While we wish 'juice jacking' was about taking advantage of the complimentary juice bar at your hotel, unfortunately, it's not as fun as it sounds. The F.B.I. has recently issued an advisory to travelers warning them about 'juice jacking,' — a new type of cybercrime that can take place at both domestic and international airports. According to the Federal Communications Commission (F.C.C.), the term refers to the theft of travelers' data via USB ports found at charging stations around the airport.

Unwitting travelers in need of a battery boost may plug their phones or tablets into these chargers and suddenly find their device is attacked by malware that has been installed into these ports. This malware can lock devices or download your personal data (including passwords), essentially giving attackers free-range access to your online accounts. In short, this is basically the equivalent of putting your phone directly into the hands of a criminal. Think how easy it is to reset passwords as long as you have access to your email or texts. When this happens, your bank accounts, social media, photos, and private messages are left vulnerable to attack or could be used against you as blackmail.

Okay, doom and gloom aside. We're not saying never to use airport charging ports again, rather be mindful of the type of phone charger you use. There are ways you can stay juiced up on the go without putting your data and your devices at risk.

Practice safe charging on the go

According to the F.C.C., 'juice jacking' hasn't actually been reported yet. Regardless, it is still a real risk to travelers. There are some very easy steps you can take to kill two birds with one stone — protecting your data and keeping your devices charged. The easiest and most obvious solution is simply to not use USB charging ports and opt for traditional AC power outlets.
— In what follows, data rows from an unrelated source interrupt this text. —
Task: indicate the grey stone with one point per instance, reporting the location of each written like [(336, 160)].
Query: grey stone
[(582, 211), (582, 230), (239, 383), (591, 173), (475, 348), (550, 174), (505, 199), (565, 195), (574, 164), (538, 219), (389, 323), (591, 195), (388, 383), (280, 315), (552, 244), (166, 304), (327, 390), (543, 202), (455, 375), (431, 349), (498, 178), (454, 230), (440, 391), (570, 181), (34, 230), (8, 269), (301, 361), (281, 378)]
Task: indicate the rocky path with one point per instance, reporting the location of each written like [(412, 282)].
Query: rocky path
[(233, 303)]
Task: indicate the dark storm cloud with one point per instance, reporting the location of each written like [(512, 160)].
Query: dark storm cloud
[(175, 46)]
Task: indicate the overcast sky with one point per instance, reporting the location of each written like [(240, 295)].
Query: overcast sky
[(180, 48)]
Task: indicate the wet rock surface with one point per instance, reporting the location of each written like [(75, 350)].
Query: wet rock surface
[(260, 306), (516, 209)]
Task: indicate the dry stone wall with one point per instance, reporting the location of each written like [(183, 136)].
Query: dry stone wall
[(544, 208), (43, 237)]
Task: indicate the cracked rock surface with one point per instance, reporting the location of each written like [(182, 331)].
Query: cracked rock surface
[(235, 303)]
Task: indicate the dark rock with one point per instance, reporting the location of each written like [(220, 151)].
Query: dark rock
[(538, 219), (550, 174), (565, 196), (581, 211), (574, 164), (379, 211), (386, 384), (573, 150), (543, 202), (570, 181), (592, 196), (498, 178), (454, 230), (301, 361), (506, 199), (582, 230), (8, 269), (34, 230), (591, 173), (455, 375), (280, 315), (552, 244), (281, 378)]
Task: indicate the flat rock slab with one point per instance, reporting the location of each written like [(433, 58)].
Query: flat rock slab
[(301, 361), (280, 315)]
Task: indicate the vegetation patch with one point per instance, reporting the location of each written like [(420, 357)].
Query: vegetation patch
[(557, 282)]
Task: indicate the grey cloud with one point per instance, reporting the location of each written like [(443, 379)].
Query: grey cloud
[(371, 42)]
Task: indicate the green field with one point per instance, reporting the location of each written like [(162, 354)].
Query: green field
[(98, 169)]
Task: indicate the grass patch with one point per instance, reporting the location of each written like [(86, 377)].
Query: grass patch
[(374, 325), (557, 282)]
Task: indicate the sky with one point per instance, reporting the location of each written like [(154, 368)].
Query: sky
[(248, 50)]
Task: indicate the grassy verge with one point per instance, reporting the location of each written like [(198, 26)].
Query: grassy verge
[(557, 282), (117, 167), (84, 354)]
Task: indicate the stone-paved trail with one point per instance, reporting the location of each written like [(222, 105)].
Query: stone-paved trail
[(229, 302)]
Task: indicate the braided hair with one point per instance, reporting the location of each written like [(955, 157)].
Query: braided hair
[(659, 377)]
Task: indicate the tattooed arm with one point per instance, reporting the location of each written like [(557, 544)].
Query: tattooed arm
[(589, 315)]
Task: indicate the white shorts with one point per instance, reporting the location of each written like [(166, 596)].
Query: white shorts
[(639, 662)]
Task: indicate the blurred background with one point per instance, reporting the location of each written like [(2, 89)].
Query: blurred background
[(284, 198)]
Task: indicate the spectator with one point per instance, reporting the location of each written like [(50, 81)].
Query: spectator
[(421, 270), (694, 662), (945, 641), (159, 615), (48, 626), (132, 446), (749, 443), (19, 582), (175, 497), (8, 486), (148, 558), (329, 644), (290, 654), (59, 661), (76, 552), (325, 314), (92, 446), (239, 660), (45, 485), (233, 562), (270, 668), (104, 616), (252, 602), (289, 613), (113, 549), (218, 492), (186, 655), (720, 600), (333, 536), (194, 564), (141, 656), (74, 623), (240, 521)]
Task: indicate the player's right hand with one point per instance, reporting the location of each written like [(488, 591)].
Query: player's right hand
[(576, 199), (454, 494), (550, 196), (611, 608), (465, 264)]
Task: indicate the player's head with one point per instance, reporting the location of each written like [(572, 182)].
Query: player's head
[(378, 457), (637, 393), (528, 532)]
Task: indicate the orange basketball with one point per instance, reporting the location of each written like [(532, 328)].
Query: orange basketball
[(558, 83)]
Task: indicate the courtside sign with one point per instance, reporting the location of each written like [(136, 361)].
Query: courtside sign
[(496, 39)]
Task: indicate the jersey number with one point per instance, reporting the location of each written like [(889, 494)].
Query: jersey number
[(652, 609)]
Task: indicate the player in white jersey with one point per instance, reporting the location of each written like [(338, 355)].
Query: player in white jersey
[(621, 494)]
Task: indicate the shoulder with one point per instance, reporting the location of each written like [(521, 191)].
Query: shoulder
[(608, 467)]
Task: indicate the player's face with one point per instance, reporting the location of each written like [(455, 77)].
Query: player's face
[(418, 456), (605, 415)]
There is no way for data to be transferred using these types of outlets, so these are always a safe bet. As always, though, it is an airport outlet, so the chances of it actually working or finding one available is kind of a toss-up.

If you can't find an AC power outlet or you don't want to rely on these types of outlets for charging your devices since they can be somewhat infrequent, you can also use a portable charger. These are a great way to ensure you always have power available to charge your most important devices, and you know they are 100% safe since they cannot transfer data.

There are also charge-only cables on the market that do not support data transfer. If you use these, still be cautious. If you plug into a USB port and get a pop-up asking you to share data or to "trust this device," just unplug and find a different port.

Your data has been breached - here's what to do

If a data breach occurs due to accessing a USB port, unplug your phone immediately. If you still have control of your device, make sure to go and change all of your passwords to your most important accounts — email, bank, credit cards, social media, and any other assets that may need protection. If you don't have two-factor authentication already set up on these accounts, this is a good time to do so.

Next, you'll want to go through your phone and delete any apps that you did not download yourself. If you notice charges coming through to your cards and financial accounts, make sure to alert your banks and/or credit card institutions to dispute the charges and freeze your accounts until the issue is resolved.

If your phone has been accessed and you think the hacker still has access to it after disconnecting from the port, your very last resort is to do a full factory reset. This will remove all the files and apps from your phone. While this is not ideal, you'll at least you'll get your phone back, and what information has yet to be accessed will be safe.